Even if the real reason is for self preservation and to make a better and stronger self.

I think a lot of the starting hurdles for many is guilt when doing something for themselves.

They cannot even contemplate how a healthy and aware self could spread out to those they care for.


----------



## separated2000 (Nov 10, 2012)

I'm not hurting a possible reconciliation by having zero contact with him, right? It hurts to see him so I'm moving forward and doing things for myself. I would like to R (if that door opens). So basically it's if he misses me or that he sees that he desires a family (providing not an additional family with another woman), correct? Again, there has been no infidelity. There's been hurtful words back and forth but he lost his brother, mom and sister all within 4 years.
_Posted via Mobile Device_


----------



## separated2000 (Nov 10, 2012)

So there has been a lot that has happened. I believe that the ones responding know my story.
_Posted via Mobile Device_


----------



## Chuck71 (Nov 5, 2012)

You're on the right track S2000. Guys are assimilated to show no emotion early. It's hard to convey them. All you can do is have him aware you are there to listen and will not pass judgement. I agree with not being around him, it makes it impossible to mourn and heal.


----------



## separated2000 (Nov 10, 2012)

Chuck71 said:


> You're on the right track S2000. Guys are assimilated to show no emotion early. It's hard to convey them. All you can do is have him aware you are there to listen and will not pass judgement. I agree with not being around him, it makes it impossible to mourn and heal.


How can I show him that without contact?
_Posted via Mobile Device_


----------



## BigMac (Oct 29, 2012)

separated2000 said:


> I'm not hurting a possible reconciliation by having zero contact with him, right? It hurts to see him so I'm moving forward and doing things for myself. I would like to R (if that door opens). So basically it's if he misses me or that he sees that he desires a family (providing not an additional family with another woman), correct? Again, there has been no infidelity. There's been hurtful words back and forth but he lost his brother, mom and sister all within 4 years.
> _Posted via Mobile Device_


You're doing great . Don't contact him at all , let him see what is out there , miss you and then he'll knock on your door !


----------



## BigMac (Oct 29, 2012)

separated2000 said:


> How can I show him that without contact?
> _Posted via Mobile Device_



No contact means " I don't care what you doing , how you doing , how you look etc " .

It is like you really moved on and doesn't give a crap about him !

Meanwhile work on you self . Mentally and psychically ! 

Lose weight , change your hair stile and color , buy new clothes , dress sexy ,tan , put the smile on your face , walk confident etc .

Then one day exchange the kids and act happy sexy , cool, firm and confident .

When you exchange the kids if you have a man friend with you ... you'll kill him ! He'll cry his a$$ off .

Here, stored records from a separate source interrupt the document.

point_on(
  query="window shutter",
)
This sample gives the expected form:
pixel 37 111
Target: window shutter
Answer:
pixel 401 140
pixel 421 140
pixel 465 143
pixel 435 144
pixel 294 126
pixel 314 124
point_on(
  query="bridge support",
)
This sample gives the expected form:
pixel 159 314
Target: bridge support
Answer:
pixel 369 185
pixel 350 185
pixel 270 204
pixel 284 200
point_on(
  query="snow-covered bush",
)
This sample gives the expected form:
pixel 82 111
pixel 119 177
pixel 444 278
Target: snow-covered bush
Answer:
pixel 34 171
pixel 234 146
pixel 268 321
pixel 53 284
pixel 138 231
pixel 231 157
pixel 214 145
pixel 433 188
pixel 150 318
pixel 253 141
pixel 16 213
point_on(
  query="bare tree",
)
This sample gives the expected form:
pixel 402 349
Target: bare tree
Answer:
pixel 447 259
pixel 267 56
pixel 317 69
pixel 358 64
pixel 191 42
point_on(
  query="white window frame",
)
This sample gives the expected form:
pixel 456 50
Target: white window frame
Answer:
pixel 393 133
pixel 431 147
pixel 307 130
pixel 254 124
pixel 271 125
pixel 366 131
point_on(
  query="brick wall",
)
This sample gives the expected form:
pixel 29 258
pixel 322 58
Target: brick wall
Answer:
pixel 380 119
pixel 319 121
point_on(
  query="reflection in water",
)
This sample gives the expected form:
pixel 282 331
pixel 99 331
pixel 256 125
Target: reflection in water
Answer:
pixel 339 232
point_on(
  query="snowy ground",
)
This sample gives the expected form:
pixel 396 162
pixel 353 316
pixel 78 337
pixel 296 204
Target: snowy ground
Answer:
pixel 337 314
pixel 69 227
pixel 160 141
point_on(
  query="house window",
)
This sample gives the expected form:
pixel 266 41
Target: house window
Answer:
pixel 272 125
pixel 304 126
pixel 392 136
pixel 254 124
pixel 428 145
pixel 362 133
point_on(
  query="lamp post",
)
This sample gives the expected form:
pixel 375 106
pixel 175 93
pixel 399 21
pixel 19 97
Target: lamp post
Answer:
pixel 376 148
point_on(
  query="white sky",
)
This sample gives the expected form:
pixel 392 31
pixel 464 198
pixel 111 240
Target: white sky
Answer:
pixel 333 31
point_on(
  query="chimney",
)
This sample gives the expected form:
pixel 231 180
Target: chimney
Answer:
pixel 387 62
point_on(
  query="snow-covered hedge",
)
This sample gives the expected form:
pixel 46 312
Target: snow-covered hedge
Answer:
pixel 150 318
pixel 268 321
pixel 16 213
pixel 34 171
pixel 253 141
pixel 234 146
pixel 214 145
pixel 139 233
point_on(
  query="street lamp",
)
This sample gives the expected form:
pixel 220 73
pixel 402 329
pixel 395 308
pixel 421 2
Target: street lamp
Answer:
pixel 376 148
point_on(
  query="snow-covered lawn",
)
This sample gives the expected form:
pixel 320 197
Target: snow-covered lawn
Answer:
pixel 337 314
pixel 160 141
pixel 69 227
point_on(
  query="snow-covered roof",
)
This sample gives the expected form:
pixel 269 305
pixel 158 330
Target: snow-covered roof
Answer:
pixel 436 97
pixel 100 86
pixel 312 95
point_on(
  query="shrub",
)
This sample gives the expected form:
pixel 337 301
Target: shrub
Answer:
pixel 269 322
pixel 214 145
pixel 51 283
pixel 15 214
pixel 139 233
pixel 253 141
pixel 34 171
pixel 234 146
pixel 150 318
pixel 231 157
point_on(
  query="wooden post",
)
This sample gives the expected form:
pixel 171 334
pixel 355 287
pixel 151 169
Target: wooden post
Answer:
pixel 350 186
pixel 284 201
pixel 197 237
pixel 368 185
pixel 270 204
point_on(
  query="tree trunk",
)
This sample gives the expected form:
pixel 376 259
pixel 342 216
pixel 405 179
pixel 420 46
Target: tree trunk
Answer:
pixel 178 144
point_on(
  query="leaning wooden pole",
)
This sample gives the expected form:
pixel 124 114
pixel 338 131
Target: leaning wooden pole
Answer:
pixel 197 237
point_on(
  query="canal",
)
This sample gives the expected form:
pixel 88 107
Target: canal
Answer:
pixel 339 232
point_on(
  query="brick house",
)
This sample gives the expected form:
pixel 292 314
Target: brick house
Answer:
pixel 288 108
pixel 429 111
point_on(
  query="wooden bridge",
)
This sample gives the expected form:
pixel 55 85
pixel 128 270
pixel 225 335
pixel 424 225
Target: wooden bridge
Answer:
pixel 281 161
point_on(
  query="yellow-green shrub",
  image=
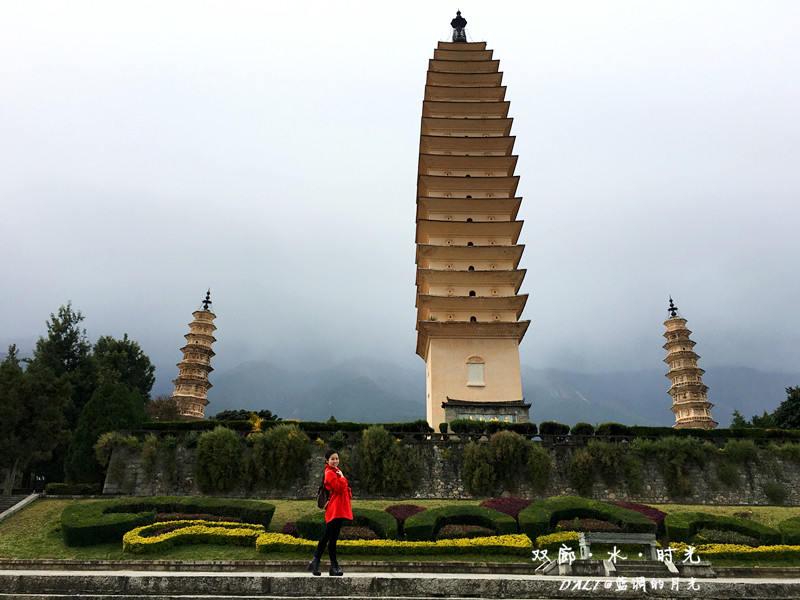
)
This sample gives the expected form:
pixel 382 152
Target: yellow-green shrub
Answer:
pixel 499 544
pixel 194 532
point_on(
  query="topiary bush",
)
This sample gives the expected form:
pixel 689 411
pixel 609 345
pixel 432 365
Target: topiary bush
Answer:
pixel 311 526
pixel 541 517
pixel 526 429
pixel 509 506
pixel 387 465
pixel 716 536
pixel 681 527
pixel 614 429
pixel 279 456
pixel 790 531
pixel 775 492
pixel 584 429
pixel 73 489
pixel 674 455
pixel 497 463
pixel 728 474
pixel 553 428
pixel 89 523
pixel 466 426
pixel 218 460
pixel 539 466
pixel 424 526
pixel 597 458
pixel 651 512
pixel 740 452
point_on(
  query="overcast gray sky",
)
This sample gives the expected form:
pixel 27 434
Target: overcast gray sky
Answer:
pixel 269 150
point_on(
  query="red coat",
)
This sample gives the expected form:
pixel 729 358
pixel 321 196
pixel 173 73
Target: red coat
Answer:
pixel 339 504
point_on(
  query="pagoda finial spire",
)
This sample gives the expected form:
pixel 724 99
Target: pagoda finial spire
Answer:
pixel 458 24
pixel 673 310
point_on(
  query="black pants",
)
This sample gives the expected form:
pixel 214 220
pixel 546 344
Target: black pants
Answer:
pixel 329 538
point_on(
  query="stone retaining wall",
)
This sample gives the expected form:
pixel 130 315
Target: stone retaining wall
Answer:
pixel 441 467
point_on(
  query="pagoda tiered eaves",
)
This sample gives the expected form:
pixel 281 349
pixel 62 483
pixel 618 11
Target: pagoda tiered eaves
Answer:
pixel 689 402
pixel 468 301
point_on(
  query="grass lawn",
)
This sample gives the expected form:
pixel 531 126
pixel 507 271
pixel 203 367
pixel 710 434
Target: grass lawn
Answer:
pixel 35 532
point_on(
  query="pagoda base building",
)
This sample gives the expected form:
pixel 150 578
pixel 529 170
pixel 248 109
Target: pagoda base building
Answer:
pixel 468 280
pixel 192 385
pixel 689 401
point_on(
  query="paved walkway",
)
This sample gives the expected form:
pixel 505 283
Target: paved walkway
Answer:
pixel 133 584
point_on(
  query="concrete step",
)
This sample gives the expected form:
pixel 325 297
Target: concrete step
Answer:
pixel 120 585
pixel 7 502
pixel 642 568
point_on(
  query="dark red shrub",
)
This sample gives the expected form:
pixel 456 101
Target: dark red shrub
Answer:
pixel 650 512
pixel 402 511
pixel 450 532
pixel 357 533
pixel 510 506
pixel 587 525
pixel 194 517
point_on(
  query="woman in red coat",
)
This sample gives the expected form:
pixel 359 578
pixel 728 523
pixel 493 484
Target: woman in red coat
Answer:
pixel 336 513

Believe me, as a man I know how to make a man jealous and willing to pursue you.


----------



## Chuck71 (Nov 5, 2012)

S2000 from what you have said, you made it aware you're willing to listen, but he has to talk. You left your cards on the table. It's his call. Yes complete NC, let him know the prize he is losing. Tough love.


----------



## separated2000 (Nov 10, 2012)

BigMac said:


> No contact means " I don't care what you doing , how you doing , how you look etc " .
> 
> It is like you really moved on and doesn't give a crap about him !
> 
> ...


I am already a beautiful woman  it's not that I can't get another man, because I could in a second. I'm not looking to make him jealous, I'm looking to have peace.
_Posted via Mobile Device_


----------



## BigMac (Oct 29, 2012)

Make him jealous is the quickest way to get him back in my opinion .

Changing your hair stile/color is to make you feel better and change little bit of your self esteem , to be mysterious etc


----------



## separated2000 (Nov 10, 2012)

BigMac said:


> Make him jealous is the quickest way to get him back in my opinion .
> 
> Changing your hair stile/color is to make you feel better and change little bit of your self esteem , to be mysterious etc


I change my hair all te time. That's nothing new haha. I'm saving up to get a wardrobe that I want. I'm not going to be seeing him though, so how would that make him jealous? Like if he hears from someone else?
_Posted via Mobile Device_


----------



## separated2000 (Nov 10, 2012)

What do I say when he asks me why I'm going to another church? He will most likely ask.
_Posted via Mobile Device_


----------



## BigMac (Oct 29, 2012)

separated2000 said:


> What do I say when he asks me why I'm going to another church? He will most likely ask.
> _Posted via Mobile Device_


Rude : Non of you business !

Polite : I decided to explore other church services for now , thank you for asking !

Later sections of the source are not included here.